[cpp-threads] Whence Sequential Consistency?
    Jeremy Manson 
    jmanson at cs.umd.edu
       
    Fri Jan 19 22:43:03 GMT 2007
    
    
  
Lawrence Crowl wrote:
> Jeremy Manson <jmanson at cs.umd.edu> writes:
>> So, in short, all you have to do is make sure that your conflicting
>> accesses are ordered by happens-before, and you get sequential
>> consistency as a guarantee of the program.  It is unnecessary to
>> guarantee that individual program instructions (like CAS) provide
>> sequential consistency: only that they provide happens-before.
> 
> So why are we worried about whether or not the atomic operations
> are sequentially consistent?  Shouldn't the discussion be "can
> these primitives be used to build sequentially consistent programs"?
You have hit a very, very important point right on the head.  We have 
hypothesized in Java about whether it is important for volatiles to be 
sequentially consistent.  We have tried to come up with non-contrived 
examples where it matters, but have not been terribly successful.

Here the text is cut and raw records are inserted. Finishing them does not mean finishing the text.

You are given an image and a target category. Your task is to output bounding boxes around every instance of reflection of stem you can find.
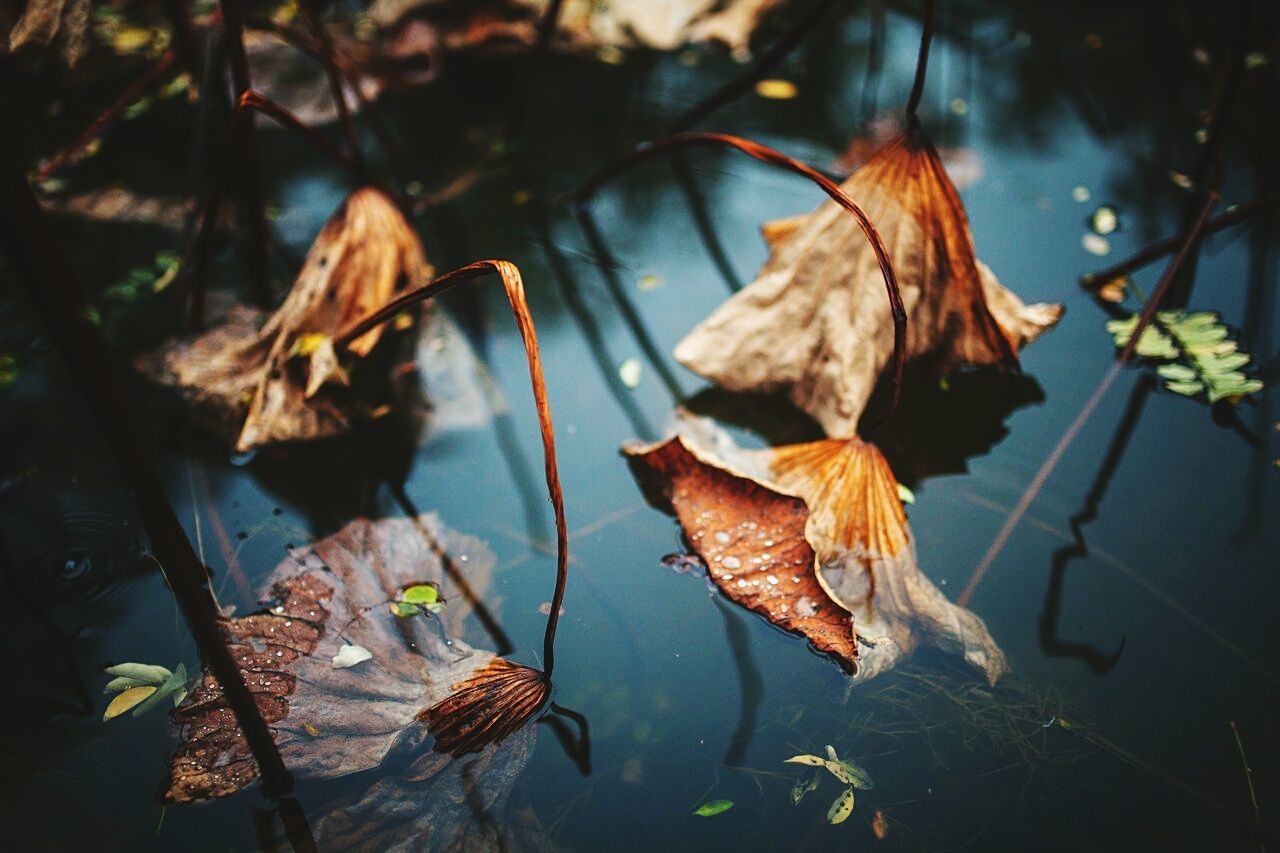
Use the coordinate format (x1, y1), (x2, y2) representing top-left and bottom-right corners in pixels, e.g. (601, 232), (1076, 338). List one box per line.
(1080, 191), (1280, 289)
(387, 479), (515, 657)
(575, 205), (685, 405)
(571, 133), (906, 432)
(671, 155), (742, 293)
(956, 192), (1217, 607)
(538, 702), (591, 776)
(334, 260), (568, 683)
(906, 0), (938, 124)
(714, 596), (764, 767)
(1231, 720), (1267, 853)
(534, 199), (655, 441)
(1039, 374), (1155, 675)
(663, 0), (832, 136)
(0, 117), (293, 797)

The point that comes up repeatedly is that sequential consistency is 
easier to explain than IRIW / CCCC, because the explanation is one 
sentence.  This is a nice property.  But no one seems to be able to come 
up with a convincing pattern where it is actually more useful for code 
in practice.  So if it comes down to "easy to explain" versus 
"practical", we will probably have to go with "practical".